On May 11, 2017, the Director of National Intelligence declassified some rulings of the Foreign Intelligence Surveillance Act (FISA) court. Most of the ruling concerned the NSA’s apparent violations of the 2008 FISA Amendments Act, but, as Circa notes, 83 pages into the 99-page ruling, the FISA court reserved some criticism for the FBI, as well.
The FBI has access to certain FISA data from the NSA, but it’s required to follow privacy “minimization procedures, ” and it can’t share the FISA data with anyone outside the government.
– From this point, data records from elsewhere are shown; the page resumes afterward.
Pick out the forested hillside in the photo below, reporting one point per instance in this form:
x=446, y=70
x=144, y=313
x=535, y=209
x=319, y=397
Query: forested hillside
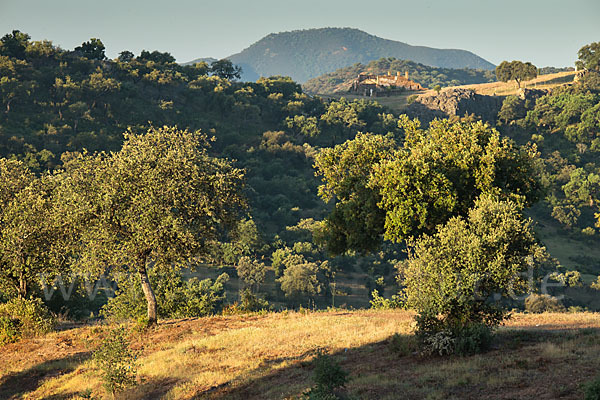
x=339, y=80
x=56, y=101
x=306, y=54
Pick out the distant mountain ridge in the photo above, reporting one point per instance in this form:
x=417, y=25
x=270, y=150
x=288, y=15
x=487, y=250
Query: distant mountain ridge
x=306, y=54
x=341, y=79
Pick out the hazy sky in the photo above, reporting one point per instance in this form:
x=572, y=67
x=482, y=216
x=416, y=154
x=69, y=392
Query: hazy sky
x=545, y=32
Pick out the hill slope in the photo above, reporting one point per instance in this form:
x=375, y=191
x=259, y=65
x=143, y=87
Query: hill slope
x=305, y=54
x=268, y=357
x=340, y=79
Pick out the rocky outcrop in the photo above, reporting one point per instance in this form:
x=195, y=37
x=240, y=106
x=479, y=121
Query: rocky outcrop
x=455, y=102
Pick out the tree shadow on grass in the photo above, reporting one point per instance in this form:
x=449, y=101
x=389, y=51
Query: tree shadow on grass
x=390, y=368
x=296, y=376
x=17, y=384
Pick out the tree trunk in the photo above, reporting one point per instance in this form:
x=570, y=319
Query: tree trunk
x=148, y=292
x=22, y=286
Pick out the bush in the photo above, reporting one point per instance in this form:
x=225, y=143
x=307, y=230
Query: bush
x=473, y=339
x=441, y=343
x=9, y=330
x=452, y=276
x=328, y=376
x=250, y=302
x=20, y=318
x=540, y=303
x=442, y=338
x=116, y=362
x=175, y=297
x=592, y=390
x=381, y=303
x=403, y=345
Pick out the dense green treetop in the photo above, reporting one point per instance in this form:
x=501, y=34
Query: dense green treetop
x=589, y=56
x=452, y=275
x=516, y=70
x=410, y=190
x=160, y=199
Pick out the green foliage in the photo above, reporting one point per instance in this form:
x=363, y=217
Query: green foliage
x=404, y=345
x=161, y=199
x=513, y=108
x=516, y=70
x=441, y=171
x=31, y=235
x=92, y=49
x=9, y=330
x=473, y=339
x=540, y=303
x=452, y=276
x=301, y=279
x=14, y=44
x=589, y=56
x=116, y=362
x=328, y=377
x=251, y=271
x=176, y=298
x=357, y=221
x=24, y=318
x=426, y=75
x=251, y=302
x=225, y=69
x=380, y=303
x=244, y=240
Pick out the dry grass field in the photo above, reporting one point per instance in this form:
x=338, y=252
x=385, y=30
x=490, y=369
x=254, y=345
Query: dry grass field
x=543, y=356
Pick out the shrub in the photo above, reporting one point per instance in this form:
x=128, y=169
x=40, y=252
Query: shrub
x=176, y=298
x=381, y=303
x=250, y=302
x=328, y=376
x=441, y=343
x=403, y=345
x=9, y=330
x=251, y=271
x=539, y=303
x=592, y=390
x=450, y=277
x=116, y=361
x=21, y=318
x=473, y=339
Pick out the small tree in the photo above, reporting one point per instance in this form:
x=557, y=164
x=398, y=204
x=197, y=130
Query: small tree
x=451, y=276
x=116, y=362
x=93, y=49
x=251, y=271
x=589, y=57
x=516, y=70
x=31, y=235
x=161, y=199
x=225, y=69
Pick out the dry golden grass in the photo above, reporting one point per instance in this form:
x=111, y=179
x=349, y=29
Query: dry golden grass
x=268, y=357
x=508, y=88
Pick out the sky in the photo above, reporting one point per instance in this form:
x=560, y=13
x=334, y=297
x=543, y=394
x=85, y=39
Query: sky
x=545, y=32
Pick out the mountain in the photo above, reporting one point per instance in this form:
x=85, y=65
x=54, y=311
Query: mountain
x=305, y=54
x=341, y=79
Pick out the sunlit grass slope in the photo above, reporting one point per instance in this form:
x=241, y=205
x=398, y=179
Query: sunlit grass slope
x=545, y=356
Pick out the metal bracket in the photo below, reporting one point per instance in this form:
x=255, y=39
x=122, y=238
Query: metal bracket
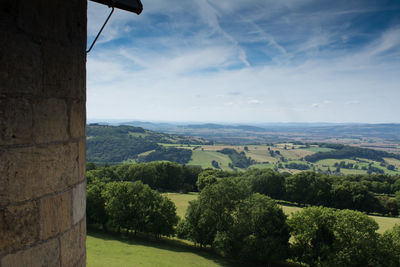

On at least two occasions, the FBI shared raw FISA data with private contractors, apparently for analytical purposes, and the court notes that the government acknowledged in October 2016 that it’s “investigating whether there have been similar cases in which the FBI improperly afforded non-FBI personnel access to raw FISA-acquired information on FBI systems.”
Even though the FBI has identified violations involving contractors, the court is “nonetheless concerned about the FBI’s apparent disregard of minimization rules and whether the FBI is engaging in similar disclosures of raw Section 702 information that has not been reported.” The Obama administration self-disclosed the problems at a closed-door hearing Oct. 26 before the Foreign Intelligence Surveillance Court that set off the alarm.
Under the Obama administration, there appears to have been a philosophy of abuse. With the new administration of President Donald Trump and his new Attorney General, there is a move to limit the abuses of the restrictions imposed by the FISA courts. The blatant violations of minimization procedures as required under the law which has now come to light are being corrected.
Under the Trump administration, Attorney General Sessions along with the Director of National Intelligence Dan Coats have set up reforms to the way intelligence agencies operate. In response to this as well as the FISA court rebuke, the NSA has released the following statement:
NSA will no longer collect certain internet communications that merely mention a foreign intelligence target. This information is referred to in the Intelligence Community as “about” communications in Section 702 “upstream” Internet surveillance. Instead, NSA will limit such collection to internet communications that are sent directly to or from a foreign target.